Publié le 03 octobre 2008 par Magda

Ça, c’est Sanary-sur-Mer. Prenez vos billets de train… on y va!

Imaginez que nous sommes à Sanary-sur-Mer. Car si je devais installer le festival de la palme du livre inavouablement rasoir, ce serait bien dans cette bourgade au bord de la Méditerranée, où tous les bateaux sont colorés et les poissons pêchés-grillés du jour.

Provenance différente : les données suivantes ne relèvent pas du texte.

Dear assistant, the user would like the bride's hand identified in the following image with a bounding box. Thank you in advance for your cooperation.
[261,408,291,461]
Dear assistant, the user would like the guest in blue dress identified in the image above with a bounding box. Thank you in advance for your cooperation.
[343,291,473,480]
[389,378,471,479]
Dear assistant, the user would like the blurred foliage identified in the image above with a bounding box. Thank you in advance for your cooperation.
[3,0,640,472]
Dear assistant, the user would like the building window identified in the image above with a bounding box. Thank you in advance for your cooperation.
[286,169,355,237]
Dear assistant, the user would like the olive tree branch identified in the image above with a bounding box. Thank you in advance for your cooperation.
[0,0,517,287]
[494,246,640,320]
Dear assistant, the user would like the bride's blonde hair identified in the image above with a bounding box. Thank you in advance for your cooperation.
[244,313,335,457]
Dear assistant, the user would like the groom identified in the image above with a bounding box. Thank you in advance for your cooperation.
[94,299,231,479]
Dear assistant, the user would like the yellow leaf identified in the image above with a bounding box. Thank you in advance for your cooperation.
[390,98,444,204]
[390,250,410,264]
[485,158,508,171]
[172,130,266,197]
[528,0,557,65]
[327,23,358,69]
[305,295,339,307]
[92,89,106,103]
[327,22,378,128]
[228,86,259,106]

Nous, membres du jury, tirés à quatre épingles, sobres mais chics, habillés par Yamamoto* par exemple - on ne fait pas plus sobre et intemporel. A l’image d’un grand classique de la littérature internationale. Nos invités sont nombreux et viennent des quatre coins du monde : Émile Zola en Martin Margiela, accompagné de Marie Darieussecq en Dior, Milan Kundera et son noeud-pap’ de chez Saint-Laurent, Michel Houellebecq qui a encore oublié de s’habiller, et qui est venu tout nu au bras de Marguerite Yourcenar qui écoute dans un casque le dernier morceau de son petit-fils, M. Et tant d’autres, illustres auteurs de livres décrétés rasoirs par un jury de blogueurs impitoyables : Marcel Proust, racé et phtisique, toussant toute la Recherche et perdant son temps à essayer de comprendre ce que Goethe lui raconte en allemand sur un jeune Werther qui en bave grave dans la vie. Khalil Gibran qui essaie de prophétiser les résultats, comme d’habitude. Camus qui a peur de chuter en recevant la palme, Paulo Coehlo intégralement vêtu de doré par Paco Rabanne, Tolstoï qui fait la guerre à Dostoïevski pour savoir s’il aurait voté pour lui, Robbe-Grillet jaloux de Boris Vian qui drague Antonia Fraser. Tous, sans exception, attendent le grand moment : la remise de la palme du grand classique littéraire qui est le plus tombé des mains des lecteurs de Ce Que Tu Lis.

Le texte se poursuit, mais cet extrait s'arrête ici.